The numerous characters which flood the pages of "Coney" never have a chance to develop themselves. Even the most sympathetic of them, the tormented boarder-poet Aba and the drastically overweight Queen Fifi, always seem on the verge of becoming authentic characters, but Ducovny never permits them the time or consequence in the narrative to evolve. The central character, the youthful Harry Catzker, bounces between being a wise, nearly dispassionate observer and a sympathetic, frustrated teen-ager shackled by his immigrant parents and stunted by the poverty-induced decadence of Coney Island life in 1930s Brooklyn.
"Coney" is not without merit, and Ducovny certainly has a wonderful ear for dialogue.
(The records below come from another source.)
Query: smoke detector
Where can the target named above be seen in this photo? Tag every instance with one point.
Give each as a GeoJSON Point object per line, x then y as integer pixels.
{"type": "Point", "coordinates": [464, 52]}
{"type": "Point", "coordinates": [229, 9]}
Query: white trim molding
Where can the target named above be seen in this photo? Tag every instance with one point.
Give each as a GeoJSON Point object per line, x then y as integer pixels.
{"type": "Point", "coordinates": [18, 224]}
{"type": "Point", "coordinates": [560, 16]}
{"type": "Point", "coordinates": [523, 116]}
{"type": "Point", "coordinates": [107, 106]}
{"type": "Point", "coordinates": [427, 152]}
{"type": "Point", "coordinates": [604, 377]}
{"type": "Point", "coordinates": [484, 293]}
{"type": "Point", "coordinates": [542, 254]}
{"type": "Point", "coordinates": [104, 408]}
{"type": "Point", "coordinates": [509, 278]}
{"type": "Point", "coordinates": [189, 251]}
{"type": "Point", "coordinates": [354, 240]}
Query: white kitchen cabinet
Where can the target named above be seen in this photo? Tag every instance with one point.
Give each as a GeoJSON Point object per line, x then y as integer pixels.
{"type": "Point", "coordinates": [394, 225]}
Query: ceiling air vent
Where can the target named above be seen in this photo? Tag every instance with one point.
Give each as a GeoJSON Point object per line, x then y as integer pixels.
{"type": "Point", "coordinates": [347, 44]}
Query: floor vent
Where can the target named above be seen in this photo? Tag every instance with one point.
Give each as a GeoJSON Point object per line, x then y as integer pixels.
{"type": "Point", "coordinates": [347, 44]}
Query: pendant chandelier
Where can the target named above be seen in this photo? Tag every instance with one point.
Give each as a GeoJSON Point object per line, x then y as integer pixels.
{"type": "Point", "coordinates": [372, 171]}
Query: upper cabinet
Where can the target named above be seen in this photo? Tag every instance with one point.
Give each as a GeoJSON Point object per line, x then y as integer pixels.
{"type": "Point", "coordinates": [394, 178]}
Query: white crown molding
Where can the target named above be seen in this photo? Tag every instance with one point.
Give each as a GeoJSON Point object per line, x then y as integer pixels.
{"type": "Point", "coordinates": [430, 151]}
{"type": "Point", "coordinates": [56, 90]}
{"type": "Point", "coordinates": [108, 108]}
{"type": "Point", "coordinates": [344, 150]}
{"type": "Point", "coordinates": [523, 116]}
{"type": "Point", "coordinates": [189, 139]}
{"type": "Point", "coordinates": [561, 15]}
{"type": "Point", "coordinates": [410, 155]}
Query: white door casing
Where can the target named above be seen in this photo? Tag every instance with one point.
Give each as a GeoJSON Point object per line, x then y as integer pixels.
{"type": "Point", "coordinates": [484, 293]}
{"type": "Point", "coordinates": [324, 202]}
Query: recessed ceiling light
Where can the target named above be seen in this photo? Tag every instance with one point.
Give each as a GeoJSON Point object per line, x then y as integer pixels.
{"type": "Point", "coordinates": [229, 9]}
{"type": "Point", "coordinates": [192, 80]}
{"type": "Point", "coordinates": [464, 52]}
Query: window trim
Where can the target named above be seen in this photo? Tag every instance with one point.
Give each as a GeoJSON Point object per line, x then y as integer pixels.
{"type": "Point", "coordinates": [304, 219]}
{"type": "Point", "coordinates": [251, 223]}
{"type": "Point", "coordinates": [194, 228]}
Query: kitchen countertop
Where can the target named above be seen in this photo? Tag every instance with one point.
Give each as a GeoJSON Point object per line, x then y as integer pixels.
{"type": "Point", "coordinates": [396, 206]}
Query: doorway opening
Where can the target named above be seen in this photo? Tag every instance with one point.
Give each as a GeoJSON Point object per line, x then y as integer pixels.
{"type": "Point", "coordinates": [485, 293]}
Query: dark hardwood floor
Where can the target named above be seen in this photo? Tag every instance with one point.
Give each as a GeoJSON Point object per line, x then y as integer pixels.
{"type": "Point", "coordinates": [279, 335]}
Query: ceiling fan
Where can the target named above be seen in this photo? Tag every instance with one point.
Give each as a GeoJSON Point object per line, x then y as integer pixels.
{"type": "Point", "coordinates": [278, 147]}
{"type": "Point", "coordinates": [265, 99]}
His insertion of periodic conversations between Harry (Hershele) and Aba ring with symbolic and literal truth. These brief "Cherry Tree" interludes are, to me, the best part of the novel. Ducovny also excels in revealing the tension between immigrant parents and their children; his portrait of the friction between Harry's embittered mother and his repressive maternal grandmother crackle with genuine anger and betrayal.
However, the novel never escapes its tendency towards romanticizing, even stereotyping, its characters. His compassionate portraits of the profound misery felt by Coney's sideshow freaks seem both predictable and staged; each "misfit" seems to possess a nobility born of underserved suffering. This "heart-of-gold" touch wears thin quickly. The nefarious gangsters have all the believability of bad guys from 1930s B movies. Even Ducovny's foreshadowing of of the horrors of the Holocaust seem to be literary cliches rather than engendering fear of the ominous signs of genocidal catastrophy.
Despite its good intentions, "Coney" never escapes its flaws. Readers who desire insight into Jewish-immigrant life in New York, the depressing life of side-show freaks or commentary on the seemingly endless nastiness of life in general would be better served by reading more competent treatments.